In Hrishikesh Mukherjee’s directed film Anupama (1966), Uma (played by Sharmila Tagore), a quiet, shrinking violet kind of person, finds herself the subject of a novel called Anupama. Such relations between Uma and Anupama’s life disrupt the chronology of fiction and life. What’s more, they occur in a film making the ‘real’ in fictional even more complicated.
This strange dialectic, where both life and fiction lend material to each other and get locked in mutual definition and modification, is the central theme of the film, in my opinion.
Chances are that the film has been remembered for the cruel treatment meted out by a father to his daughter. Mr Sharma, Uma’s father, lost his wife at childbirth and couldn’t bring himself to look at his daughter because she reminded him of his deceased wife. An eerie part of this antagonistic relation is that he does go to her room when he is drunk, even if it’s only to remember in his inebriated state that the daughter is not responsible for his woes.
But I have no intentions of dwelling on this less interesting aspect today, for it is the role of writing that has got subsumed by this story that interests me more.
Ashok (played by Dharmendra) is a poor man, but observant of Uma. He understands what she has not told him. This becomes evident to us when he sings the following song in Hemant Kumar’s haunting voice: Ya dil ki suno duniya walo, ya mujh ko abhi chup rehne do, main gham to khushi kaise keh dun…
Through this song, Ashok becomes Uma’s unspoken voice and a witness to her fate. The song is odd, its sung at a birthday party. Trust Hindi cinema to sometimes produce the most morose songs in a party, and at times, a dance when you expect understated grief!
Poetry and songs tell of a speaker’s subjectivity. However, this poetry speaks of a subjectivity that we have not seen being shared between Uma and Ashok. It communicates not Ashok’s subjectivity, but his knowledge of Uma’s subjectivity. So how does Ashok know this?

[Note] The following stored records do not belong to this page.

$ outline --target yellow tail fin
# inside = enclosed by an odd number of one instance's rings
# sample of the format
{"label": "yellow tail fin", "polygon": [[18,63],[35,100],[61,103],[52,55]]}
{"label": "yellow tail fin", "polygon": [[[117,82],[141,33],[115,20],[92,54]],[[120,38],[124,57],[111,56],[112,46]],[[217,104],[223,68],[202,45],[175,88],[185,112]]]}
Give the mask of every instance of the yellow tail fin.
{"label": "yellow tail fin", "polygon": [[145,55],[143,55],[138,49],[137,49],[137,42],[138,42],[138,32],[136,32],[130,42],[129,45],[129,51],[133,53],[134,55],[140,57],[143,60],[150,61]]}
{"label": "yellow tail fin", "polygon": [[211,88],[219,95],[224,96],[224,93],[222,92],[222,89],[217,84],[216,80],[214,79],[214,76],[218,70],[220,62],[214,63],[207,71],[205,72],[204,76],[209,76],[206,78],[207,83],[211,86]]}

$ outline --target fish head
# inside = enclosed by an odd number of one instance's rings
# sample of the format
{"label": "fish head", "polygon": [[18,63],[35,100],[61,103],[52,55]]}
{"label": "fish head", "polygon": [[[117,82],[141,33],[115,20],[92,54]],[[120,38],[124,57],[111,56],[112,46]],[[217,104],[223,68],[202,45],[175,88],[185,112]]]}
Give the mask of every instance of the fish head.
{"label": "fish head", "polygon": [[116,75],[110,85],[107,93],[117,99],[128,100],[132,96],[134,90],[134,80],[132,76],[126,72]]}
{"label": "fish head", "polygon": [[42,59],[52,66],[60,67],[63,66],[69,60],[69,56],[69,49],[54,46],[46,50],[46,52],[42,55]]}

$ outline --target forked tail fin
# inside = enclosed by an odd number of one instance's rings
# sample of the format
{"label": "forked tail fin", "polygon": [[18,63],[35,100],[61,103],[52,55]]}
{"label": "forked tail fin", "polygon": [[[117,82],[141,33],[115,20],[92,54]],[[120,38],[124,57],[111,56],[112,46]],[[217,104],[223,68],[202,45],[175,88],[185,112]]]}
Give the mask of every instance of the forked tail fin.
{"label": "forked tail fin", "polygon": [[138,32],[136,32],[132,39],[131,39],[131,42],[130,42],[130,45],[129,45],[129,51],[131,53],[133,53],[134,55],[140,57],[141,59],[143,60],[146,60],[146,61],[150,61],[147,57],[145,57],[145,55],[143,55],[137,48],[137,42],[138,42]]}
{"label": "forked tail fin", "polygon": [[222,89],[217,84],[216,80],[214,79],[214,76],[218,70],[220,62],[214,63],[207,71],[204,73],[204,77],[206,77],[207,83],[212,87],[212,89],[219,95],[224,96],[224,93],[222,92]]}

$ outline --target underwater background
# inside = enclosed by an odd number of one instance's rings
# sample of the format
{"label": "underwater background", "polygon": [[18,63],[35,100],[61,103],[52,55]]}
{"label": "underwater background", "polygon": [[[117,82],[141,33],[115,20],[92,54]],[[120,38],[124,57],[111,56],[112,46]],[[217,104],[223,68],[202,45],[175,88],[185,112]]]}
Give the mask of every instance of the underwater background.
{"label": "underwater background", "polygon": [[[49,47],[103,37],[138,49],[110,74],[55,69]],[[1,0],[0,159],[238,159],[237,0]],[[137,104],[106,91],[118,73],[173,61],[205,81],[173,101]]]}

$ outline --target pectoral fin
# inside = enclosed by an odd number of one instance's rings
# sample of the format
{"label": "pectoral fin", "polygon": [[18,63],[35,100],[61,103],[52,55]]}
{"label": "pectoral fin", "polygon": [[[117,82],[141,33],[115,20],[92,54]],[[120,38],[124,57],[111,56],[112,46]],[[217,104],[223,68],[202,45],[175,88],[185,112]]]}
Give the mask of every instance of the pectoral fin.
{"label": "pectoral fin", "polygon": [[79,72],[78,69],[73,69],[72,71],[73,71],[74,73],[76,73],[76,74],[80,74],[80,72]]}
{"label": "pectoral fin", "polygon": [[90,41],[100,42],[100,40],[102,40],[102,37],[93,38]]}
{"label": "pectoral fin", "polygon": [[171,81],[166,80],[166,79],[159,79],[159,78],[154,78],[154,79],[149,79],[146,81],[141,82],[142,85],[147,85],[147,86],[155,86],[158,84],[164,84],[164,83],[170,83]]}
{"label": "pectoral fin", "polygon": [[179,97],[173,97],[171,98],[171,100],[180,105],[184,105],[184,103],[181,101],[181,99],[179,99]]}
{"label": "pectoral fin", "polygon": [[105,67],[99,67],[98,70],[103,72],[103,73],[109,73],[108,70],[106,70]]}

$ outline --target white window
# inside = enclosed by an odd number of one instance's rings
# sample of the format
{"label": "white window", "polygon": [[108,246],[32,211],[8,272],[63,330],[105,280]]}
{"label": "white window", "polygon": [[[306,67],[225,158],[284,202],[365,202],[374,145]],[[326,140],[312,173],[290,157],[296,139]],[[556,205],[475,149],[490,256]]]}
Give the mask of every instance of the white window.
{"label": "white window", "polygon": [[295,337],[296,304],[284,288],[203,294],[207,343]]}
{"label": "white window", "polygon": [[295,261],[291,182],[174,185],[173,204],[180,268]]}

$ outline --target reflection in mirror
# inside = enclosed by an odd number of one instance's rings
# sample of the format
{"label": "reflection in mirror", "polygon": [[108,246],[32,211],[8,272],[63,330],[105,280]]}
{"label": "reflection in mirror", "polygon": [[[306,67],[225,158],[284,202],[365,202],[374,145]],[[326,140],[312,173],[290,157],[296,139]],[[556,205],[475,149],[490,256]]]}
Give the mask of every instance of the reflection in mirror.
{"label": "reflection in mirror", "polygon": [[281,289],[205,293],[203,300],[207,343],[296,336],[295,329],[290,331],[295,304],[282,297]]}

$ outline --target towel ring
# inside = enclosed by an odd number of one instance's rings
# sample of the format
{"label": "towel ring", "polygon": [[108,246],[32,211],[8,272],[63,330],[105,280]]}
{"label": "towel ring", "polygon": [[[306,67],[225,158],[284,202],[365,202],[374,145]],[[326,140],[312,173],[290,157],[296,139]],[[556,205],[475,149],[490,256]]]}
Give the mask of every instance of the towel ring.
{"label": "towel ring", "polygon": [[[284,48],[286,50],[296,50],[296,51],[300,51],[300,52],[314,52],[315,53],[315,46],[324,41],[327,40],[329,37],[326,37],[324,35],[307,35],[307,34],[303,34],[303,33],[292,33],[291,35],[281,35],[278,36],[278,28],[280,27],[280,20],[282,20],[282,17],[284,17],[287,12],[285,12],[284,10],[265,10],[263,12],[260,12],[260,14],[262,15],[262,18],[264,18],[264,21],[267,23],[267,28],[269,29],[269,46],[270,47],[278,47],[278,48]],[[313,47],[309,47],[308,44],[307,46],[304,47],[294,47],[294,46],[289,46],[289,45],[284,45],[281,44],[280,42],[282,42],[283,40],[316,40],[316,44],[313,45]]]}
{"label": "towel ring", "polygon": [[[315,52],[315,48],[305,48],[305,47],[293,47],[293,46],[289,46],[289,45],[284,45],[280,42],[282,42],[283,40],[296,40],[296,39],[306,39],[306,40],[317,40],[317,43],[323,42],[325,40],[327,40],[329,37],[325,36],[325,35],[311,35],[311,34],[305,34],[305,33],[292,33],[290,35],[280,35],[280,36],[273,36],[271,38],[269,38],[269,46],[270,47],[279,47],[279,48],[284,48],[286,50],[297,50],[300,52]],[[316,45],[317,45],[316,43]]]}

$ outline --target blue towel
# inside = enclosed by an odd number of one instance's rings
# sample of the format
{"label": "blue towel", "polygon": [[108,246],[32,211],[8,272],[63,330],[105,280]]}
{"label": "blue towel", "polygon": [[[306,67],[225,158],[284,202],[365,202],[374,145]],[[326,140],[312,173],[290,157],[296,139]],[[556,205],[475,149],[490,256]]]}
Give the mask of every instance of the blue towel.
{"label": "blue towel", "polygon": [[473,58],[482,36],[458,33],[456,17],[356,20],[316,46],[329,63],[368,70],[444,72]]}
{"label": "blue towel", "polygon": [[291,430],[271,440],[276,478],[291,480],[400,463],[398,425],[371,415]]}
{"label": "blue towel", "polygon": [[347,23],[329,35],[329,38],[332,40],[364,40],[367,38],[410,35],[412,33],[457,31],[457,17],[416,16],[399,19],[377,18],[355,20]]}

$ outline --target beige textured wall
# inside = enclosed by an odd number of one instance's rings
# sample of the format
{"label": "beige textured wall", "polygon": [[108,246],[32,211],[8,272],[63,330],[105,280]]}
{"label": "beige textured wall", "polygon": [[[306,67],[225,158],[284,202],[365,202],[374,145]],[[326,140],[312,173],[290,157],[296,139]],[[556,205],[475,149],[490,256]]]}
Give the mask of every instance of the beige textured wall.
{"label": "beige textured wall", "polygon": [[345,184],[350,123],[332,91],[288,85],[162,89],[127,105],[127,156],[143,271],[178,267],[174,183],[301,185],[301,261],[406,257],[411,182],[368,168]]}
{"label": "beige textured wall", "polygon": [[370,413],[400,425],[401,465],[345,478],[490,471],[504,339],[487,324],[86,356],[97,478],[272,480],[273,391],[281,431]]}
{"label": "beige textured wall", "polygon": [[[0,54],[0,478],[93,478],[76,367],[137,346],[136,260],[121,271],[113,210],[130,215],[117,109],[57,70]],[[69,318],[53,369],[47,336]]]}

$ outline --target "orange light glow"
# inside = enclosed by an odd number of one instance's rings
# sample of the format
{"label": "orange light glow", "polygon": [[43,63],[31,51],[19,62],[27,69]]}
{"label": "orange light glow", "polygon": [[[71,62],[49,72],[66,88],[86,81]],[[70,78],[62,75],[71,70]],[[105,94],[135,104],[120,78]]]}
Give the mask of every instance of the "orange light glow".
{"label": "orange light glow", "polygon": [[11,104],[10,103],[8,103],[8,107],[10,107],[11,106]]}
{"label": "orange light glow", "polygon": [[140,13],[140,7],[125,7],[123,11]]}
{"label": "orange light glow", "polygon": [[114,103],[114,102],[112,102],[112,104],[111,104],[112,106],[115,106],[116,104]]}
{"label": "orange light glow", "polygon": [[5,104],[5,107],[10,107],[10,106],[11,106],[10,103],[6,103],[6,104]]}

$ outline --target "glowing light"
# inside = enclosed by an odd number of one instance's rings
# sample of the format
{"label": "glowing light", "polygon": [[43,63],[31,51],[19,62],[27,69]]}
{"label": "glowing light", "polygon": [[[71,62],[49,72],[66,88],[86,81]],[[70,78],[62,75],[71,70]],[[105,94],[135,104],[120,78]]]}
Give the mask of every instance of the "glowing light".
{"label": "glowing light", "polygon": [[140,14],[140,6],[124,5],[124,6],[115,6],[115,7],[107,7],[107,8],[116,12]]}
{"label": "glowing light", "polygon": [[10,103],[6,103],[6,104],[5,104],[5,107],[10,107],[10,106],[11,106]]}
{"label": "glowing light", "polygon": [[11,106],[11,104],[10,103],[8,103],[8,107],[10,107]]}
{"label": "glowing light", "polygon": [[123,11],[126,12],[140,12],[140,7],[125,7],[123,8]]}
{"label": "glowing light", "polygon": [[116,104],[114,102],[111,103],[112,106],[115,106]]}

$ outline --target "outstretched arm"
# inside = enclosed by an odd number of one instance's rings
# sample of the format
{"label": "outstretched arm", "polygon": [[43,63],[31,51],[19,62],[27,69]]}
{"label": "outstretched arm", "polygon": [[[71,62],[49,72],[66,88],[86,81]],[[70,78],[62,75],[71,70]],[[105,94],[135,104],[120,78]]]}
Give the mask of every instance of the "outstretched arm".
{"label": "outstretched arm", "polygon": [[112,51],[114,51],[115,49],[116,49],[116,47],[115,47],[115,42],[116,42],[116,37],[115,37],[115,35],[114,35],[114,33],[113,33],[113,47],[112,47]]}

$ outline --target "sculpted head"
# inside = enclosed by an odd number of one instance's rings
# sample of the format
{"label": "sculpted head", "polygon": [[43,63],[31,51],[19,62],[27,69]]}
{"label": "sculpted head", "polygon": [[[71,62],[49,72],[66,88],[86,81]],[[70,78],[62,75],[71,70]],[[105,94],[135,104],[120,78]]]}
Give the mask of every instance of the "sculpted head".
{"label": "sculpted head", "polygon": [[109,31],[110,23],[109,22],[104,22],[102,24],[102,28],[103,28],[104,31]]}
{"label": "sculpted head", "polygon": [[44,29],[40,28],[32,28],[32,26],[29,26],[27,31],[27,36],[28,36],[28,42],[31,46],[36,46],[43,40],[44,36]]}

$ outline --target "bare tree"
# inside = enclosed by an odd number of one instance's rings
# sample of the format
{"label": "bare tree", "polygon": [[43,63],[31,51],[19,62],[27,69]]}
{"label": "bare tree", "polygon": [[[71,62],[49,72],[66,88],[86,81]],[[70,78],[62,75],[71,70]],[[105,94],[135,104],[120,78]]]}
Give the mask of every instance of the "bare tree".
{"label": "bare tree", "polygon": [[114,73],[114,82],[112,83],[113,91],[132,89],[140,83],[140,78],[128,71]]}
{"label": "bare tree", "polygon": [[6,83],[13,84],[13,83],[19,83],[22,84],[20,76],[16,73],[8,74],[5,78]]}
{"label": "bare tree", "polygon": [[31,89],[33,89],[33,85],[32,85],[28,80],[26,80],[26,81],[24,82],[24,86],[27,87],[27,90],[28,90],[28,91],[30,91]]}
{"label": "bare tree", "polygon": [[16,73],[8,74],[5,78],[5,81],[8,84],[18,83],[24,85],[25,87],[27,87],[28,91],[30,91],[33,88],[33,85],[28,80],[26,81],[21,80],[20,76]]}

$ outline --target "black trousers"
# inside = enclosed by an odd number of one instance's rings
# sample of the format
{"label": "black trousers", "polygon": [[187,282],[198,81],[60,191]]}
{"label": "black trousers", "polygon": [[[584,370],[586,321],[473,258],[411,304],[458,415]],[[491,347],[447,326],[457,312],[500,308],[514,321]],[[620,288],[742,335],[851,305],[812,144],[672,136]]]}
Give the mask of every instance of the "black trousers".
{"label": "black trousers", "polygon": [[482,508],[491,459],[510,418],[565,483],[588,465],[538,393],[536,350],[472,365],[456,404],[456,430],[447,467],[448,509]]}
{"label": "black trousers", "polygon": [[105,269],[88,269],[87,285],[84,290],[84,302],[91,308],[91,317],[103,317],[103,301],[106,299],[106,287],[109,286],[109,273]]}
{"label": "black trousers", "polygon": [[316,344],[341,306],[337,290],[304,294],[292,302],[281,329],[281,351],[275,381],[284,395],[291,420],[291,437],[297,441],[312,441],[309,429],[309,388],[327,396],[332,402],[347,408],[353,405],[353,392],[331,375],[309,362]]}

Yeh phool chaman mein kaise khila, maali kin azar mein pyaar naheen…
The awareness of untold things come to Ashok for being both a writer and lover, and this intimacy in the film is extremely gestural. Uma and Ashok never even hold hands, which is unusual compared to the fact that the previous generation (Uma’s parents) lived a throbbing life of desire in a marital relationship. Think of the oddity of a younger man singing the Hemant Kumar song Ya dil ki suno in an understated manner; while the song Dheere dheere machal ae dil e bekaraar characterises the relationship of Uma’s parents.
Meanwhile, the novel Anupama tells the story of a girl who didn’t talk, nor felt any desires, until a stranger walked into her life. When Uma is being forced to marry someone else and is held captive at home, she reads the novel and discovers Anupama’s (rather her own) next steps and walks out to claim her freedom to love. The writing has managed to witness, inspire, document and forge an intimacy that touching and speaking have not.
The film takes the turn of a classic romcom at the end where Uma rushes to the railway station to join Ashok. The lover/writer has understood her story, and all is well with the world.
While the novel’s protagonist has a hypothetical presence, the fact that a male writer has acknowledged the existence of such a woman in an independent and conservative society is enough to make the girl look for the author.
Acts of writing within the filmic narrative have seldom received our attention, but they circle back to other acts of writing the film, creating an inseparable chain of stories overheard, told and incidentally, shown.